Friday, October 26, 2012


I have been working at Starbucks for barely more than a month now.  It's hard work but I really enjoy it.  Certainly it keeps my mind busy and working all the time.

It's a really interesting environment, particularly since I'm working in the Seattle area, where Starbucks first got it's start.  What I didn't realize about Starbucks is how full and part time work goes.  If you are barista you are working what most jobs would call part time hours (generally somewhere from 20-30 hours a week).  However, you do get benefits and basically you are considered full time.  A part time employee would basically be someone who worked under 20 hours a week.  This is literally true, but it seems in practice that's how it works out.  Then above the barista there are shift supervisors, assistant store managers, and store managers.

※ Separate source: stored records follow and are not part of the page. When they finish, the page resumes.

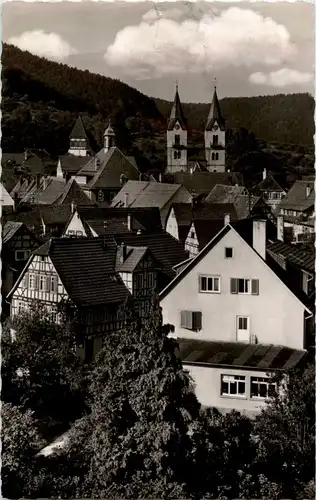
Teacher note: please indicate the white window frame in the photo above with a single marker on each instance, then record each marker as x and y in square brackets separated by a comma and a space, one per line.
[261, 381]
[32, 281]
[229, 248]
[208, 277]
[230, 380]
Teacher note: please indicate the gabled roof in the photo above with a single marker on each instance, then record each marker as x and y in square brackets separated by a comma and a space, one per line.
[72, 164]
[297, 199]
[145, 194]
[268, 357]
[86, 269]
[111, 166]
[78, 131]
[204, 182]
[176, 114]
[215, 114]
[244, 228]
[292, 253]
[9, 229]
[166, 250]
[223, 193]
[133, 257]
[5, 198]
[269, 184]
[147, 218]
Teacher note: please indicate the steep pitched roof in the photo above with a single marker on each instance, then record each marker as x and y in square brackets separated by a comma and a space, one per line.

The really fun thing is that even the store manager will work the floor with you when it's busy.  There are three "positions" on the floor: bar, ringing (cash register), and floating.  On bar you make the drinks, simple enough in theory.  In my opinion it takes the longest to learn because you are creating an entirely new skill set at first.  You need how to steam milk, pull shots, pump syrups, the correct order for all of the above, you do teas, ice drinks, frappucinos, and (the worst) smoothies.  On top of all that you need to know all the drink recipes (including strange exceptions), the order that you make a drink in, you have to juggle preparing two drinks at once, and you need to hand out those drinks to the customers and always have a smile on your face.  It's our policy that if we get a drink wrong then we will remake it, immediately.  It's nice because you can always say: How many pumps of syrup go in this strange specialty drink and you'll get an answer and a smile from the other partners (which is what they have us call our coworkers).

Ringing in my opinion is the easiest by far.  Once you learn the menus then you can fly through them.  The only difficulty is writing both the cup and putting it into the system, but as long as you can recall what you just wrote then you're fine.  I'm particularly good at ringing, so I end up on register a lot, which is fine, I don't mind.  The longest thing it took me to learn there was all the abbreviations for drinks, because there are many many many.

Floating is where they started me and I understand why.  It seemed remarkably simple to me at first, but there is a nuance to it that is why most shift supervisors float, versus ringing or bar.  When you're floating you are putting food in the oven, pouring drip coffees, restocking, helping prepare the bar person's milks (if they're swamped), and double ringing.  There's a lot to do and prioritizing is key, but unlike on bar, there is no exactly set order that you're supposed to prioritize, which is where it gets tricky.

I love my partners on the job, because they are exactly that.  You know that if you leave a mess from food items when you're floating then the next person who is floating is going to have to clean it up, and that's not fair to them.  We switch positions on the floor constantly.  I have been on register for four hours straight, but I have also floated for half an hour, been on bar for a fifteen minutes, and then on register for fifteen minutes. Where your shift supervisor assigns you all depends on what type of crowd there is.  And since you could be going to any position at any time it really pays to keep a clean work area.  I was about to leave today and had been working bar so when my replacement showed up I knew she needed four gallons of milk to stock her fridge, so I still offered to do that for her before I left.

I am having a lot of fun, but all of the hard work has made me seriously look at the distribution of wealth in America.  I'm not saying doctors and engineers and etc shouldn't make a lot of money because of their skillset.  However, I know how hard I work and I know how much I make and the difference seems hugely unfair.  I suddenly understand what it means to be working class.  It means you work your ass off and you still won't have very much money in the end.  It makes me understand why some people want to climb corporate ladders to have money.  I don't think I could ever bring myself to do that though.  Where I am means I get to see people's days just get that little much better and it makes me happier.  Yes, it's only coffee, but these days there's almost no such thing as only coffee.